The Moon is much older than everyone thought

Somewhere between 40 million and 140 million years older, to be exact.
By | Published: January 12, 2017 | Last updated on May 18, 2023
Aldrin_Apollo_11
Buzz Aldrin walking on the Moon
NASA

The Moon has been a constant in the sky, but have you wondered just how old it actually is? A team of researchers at UCLA wondered that exact thing and conducted a study to find an exact age and found the Moon is as much as 140 million years older than we’ve previously known. This moves the potential age back to 4.51 billion years old.

The team studied zircons, or minerals from the Moon, brought back from the Apollo 14 mission in 1971. In 2016, a UCLA research team reported that the collision between the Earth and planetary embryo Theia was a violent, head-on collision that resulted in the creation of the Moon.

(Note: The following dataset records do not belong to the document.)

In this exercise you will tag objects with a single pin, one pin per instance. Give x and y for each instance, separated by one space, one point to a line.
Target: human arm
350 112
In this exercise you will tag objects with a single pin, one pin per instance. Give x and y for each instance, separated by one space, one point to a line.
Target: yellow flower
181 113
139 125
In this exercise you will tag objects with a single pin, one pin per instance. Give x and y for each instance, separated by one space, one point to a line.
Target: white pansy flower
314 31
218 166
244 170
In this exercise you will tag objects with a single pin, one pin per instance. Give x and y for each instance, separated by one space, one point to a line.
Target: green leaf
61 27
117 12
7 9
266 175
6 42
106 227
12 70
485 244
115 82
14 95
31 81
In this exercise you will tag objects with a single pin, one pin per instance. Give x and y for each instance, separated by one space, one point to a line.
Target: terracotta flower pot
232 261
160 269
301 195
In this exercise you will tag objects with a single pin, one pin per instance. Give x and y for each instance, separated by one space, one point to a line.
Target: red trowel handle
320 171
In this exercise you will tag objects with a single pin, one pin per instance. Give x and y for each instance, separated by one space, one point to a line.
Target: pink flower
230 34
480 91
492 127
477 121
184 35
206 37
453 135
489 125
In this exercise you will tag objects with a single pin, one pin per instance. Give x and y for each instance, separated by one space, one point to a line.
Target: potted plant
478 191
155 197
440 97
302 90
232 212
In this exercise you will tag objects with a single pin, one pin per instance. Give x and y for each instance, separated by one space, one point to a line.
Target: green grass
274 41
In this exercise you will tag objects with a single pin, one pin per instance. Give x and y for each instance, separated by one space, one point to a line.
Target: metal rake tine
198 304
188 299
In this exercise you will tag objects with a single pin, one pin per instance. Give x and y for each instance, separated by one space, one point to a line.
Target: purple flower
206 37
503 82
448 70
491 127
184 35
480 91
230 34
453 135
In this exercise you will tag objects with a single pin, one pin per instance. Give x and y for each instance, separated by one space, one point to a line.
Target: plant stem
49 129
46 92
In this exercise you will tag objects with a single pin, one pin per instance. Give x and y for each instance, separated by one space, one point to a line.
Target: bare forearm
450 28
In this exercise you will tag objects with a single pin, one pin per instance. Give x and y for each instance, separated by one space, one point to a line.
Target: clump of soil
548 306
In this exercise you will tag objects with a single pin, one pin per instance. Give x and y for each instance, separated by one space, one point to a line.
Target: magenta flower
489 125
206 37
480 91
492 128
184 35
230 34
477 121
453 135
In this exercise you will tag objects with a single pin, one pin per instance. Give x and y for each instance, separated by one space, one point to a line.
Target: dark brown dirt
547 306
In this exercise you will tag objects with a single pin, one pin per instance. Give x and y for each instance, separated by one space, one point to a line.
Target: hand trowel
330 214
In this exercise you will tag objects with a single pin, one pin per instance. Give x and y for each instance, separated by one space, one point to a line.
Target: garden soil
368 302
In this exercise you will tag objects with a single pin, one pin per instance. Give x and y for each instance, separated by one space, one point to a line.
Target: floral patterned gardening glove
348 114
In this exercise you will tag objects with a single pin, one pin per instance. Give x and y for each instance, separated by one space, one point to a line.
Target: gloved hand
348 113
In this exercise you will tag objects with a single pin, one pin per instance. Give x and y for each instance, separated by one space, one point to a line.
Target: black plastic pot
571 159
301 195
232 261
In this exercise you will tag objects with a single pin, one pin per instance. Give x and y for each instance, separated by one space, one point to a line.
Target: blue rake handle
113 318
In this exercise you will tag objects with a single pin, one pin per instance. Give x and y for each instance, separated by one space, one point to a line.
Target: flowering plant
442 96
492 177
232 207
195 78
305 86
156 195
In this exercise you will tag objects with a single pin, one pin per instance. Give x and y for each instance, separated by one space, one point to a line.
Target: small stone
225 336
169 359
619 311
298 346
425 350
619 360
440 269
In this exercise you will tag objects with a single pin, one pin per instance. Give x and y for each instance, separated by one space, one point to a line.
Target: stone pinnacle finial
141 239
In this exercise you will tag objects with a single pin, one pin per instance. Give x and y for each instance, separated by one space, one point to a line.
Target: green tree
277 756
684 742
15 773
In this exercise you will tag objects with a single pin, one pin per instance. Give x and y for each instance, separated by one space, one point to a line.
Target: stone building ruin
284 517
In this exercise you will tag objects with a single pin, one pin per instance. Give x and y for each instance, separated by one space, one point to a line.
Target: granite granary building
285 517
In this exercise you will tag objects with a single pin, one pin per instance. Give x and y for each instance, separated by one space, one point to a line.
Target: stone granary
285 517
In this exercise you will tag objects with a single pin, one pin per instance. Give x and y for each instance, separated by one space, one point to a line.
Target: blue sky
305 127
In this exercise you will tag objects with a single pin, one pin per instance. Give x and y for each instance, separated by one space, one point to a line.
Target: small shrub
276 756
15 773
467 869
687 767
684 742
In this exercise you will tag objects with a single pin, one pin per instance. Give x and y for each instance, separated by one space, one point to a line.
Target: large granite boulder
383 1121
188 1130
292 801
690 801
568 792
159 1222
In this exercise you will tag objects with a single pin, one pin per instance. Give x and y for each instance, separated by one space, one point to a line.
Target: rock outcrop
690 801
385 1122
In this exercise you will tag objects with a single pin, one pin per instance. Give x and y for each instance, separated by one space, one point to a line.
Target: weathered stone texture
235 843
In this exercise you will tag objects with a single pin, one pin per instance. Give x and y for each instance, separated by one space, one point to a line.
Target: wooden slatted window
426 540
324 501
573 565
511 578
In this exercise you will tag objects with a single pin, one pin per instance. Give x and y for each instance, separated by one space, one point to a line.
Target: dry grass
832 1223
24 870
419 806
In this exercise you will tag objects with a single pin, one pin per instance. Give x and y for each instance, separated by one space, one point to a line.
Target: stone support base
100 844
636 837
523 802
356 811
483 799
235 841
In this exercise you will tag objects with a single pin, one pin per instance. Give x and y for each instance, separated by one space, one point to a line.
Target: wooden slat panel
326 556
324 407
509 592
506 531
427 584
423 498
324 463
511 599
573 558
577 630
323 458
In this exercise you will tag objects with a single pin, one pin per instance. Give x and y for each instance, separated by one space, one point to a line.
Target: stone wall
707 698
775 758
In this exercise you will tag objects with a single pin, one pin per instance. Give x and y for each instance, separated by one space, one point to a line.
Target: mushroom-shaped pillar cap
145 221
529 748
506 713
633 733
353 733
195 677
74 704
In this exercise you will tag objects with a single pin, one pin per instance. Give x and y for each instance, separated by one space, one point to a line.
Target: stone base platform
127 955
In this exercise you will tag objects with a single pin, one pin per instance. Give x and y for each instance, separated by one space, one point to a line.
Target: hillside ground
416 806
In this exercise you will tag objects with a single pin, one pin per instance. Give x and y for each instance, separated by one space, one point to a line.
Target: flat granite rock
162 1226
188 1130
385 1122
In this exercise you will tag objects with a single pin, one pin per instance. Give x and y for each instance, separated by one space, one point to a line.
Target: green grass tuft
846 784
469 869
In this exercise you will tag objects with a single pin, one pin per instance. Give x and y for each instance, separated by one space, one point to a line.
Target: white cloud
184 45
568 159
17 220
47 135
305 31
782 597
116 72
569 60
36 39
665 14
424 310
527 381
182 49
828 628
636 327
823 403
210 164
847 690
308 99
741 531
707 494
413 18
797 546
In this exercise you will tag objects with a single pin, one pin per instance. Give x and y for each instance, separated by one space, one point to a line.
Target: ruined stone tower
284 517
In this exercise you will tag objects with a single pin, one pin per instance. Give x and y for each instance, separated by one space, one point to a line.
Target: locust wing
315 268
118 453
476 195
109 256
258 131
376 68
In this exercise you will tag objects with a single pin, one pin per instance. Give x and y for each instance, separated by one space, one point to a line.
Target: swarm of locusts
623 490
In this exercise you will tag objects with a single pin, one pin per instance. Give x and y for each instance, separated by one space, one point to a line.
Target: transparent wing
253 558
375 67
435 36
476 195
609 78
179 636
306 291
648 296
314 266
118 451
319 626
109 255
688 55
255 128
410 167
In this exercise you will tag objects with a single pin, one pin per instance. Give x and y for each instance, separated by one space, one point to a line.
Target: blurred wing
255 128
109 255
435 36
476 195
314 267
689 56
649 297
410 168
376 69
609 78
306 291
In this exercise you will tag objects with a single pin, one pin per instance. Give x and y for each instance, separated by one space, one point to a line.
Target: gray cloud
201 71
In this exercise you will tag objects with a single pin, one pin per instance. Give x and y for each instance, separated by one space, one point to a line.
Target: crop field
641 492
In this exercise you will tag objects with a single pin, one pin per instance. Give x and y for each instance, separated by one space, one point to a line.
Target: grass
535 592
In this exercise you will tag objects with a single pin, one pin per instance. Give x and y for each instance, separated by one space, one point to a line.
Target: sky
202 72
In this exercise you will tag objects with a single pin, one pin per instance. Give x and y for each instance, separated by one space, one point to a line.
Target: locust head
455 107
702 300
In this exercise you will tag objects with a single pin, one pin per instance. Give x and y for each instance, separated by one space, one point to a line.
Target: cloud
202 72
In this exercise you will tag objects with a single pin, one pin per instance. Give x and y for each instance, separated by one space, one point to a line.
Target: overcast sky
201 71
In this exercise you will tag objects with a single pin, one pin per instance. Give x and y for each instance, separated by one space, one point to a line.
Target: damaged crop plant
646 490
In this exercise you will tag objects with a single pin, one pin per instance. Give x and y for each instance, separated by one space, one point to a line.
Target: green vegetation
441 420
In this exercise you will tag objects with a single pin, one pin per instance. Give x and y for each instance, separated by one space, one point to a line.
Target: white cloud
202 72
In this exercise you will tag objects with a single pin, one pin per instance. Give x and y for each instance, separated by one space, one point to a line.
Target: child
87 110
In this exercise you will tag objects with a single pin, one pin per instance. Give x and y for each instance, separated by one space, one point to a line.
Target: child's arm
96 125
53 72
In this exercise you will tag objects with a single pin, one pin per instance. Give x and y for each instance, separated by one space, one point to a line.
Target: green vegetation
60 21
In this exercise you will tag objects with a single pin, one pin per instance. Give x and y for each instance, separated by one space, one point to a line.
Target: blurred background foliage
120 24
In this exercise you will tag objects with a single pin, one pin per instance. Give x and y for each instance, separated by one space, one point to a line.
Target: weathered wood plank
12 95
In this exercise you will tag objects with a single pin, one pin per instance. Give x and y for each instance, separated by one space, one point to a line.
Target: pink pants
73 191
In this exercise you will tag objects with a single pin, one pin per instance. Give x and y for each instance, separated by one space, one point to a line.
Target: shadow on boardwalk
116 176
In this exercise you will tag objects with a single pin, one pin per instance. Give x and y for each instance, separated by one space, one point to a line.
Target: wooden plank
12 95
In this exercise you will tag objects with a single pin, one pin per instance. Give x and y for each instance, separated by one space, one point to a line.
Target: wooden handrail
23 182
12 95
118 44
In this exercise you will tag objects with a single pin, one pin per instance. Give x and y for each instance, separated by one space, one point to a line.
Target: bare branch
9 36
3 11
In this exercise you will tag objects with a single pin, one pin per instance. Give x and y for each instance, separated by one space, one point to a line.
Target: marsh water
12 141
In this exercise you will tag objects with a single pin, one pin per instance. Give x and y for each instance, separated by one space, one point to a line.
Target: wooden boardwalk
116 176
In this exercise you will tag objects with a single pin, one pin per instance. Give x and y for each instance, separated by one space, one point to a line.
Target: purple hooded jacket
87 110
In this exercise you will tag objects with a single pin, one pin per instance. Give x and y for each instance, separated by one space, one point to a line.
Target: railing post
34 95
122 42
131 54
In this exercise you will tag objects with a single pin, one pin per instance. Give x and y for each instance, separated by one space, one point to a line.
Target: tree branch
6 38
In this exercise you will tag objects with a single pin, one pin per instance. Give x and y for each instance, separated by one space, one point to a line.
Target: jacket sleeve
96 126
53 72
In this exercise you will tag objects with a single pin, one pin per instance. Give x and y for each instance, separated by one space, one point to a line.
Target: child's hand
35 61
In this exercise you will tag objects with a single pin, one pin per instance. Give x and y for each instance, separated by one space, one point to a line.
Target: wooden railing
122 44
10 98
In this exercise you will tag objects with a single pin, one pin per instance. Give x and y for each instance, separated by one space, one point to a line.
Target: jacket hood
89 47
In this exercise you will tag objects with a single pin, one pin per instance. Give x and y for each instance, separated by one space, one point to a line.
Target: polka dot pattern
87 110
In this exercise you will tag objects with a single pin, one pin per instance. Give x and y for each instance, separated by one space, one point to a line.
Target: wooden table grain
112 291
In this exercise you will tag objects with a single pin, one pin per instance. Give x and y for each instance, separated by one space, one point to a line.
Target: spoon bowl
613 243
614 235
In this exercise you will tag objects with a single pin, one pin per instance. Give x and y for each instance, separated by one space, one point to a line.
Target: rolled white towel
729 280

Mélanie Barboni, a research geochemist in UCLA’s Department of Earth, Planetary and Space Sciences and lead author on this study, said in a press release that looking for the age of the Moon has been difficult because “whatever was there before the giant impact has been erased.”

To find some answers, Barboni studied eight zircons in a lab at Princeton using a mass spectrometer.

“Zircons are nature’s best clocks,” Kevin McKeegan, a UCLA professor of geochemistry and cosmochemistry, and a co-author of the study said in the press release. “They are the best mineral in preserving geological history and revealing where they originated.”

The Moon was initially covered in a magma ocean after the collision between Earth and Theia, which later cooled and became the Moon’s mantle and crust. To see when that happened, Barboni studied the uranium zircon and how it had decayed to lead. To figure out when the magma itself formed, she studied the lutetium zircons and how it decayed to hafnium.

“Mélanie was very clever in figuring out the moon’s real age dates back to its pre-history before it solidified, not to its solidification,” said Edward Young, a UCLA professor of geochemistry and cosmochemistry and a co-author of the study.

These findings were published in the Science Advances journal on January 11, 2017. The team is still studying the zircons to find more information about the early ages of the Moon.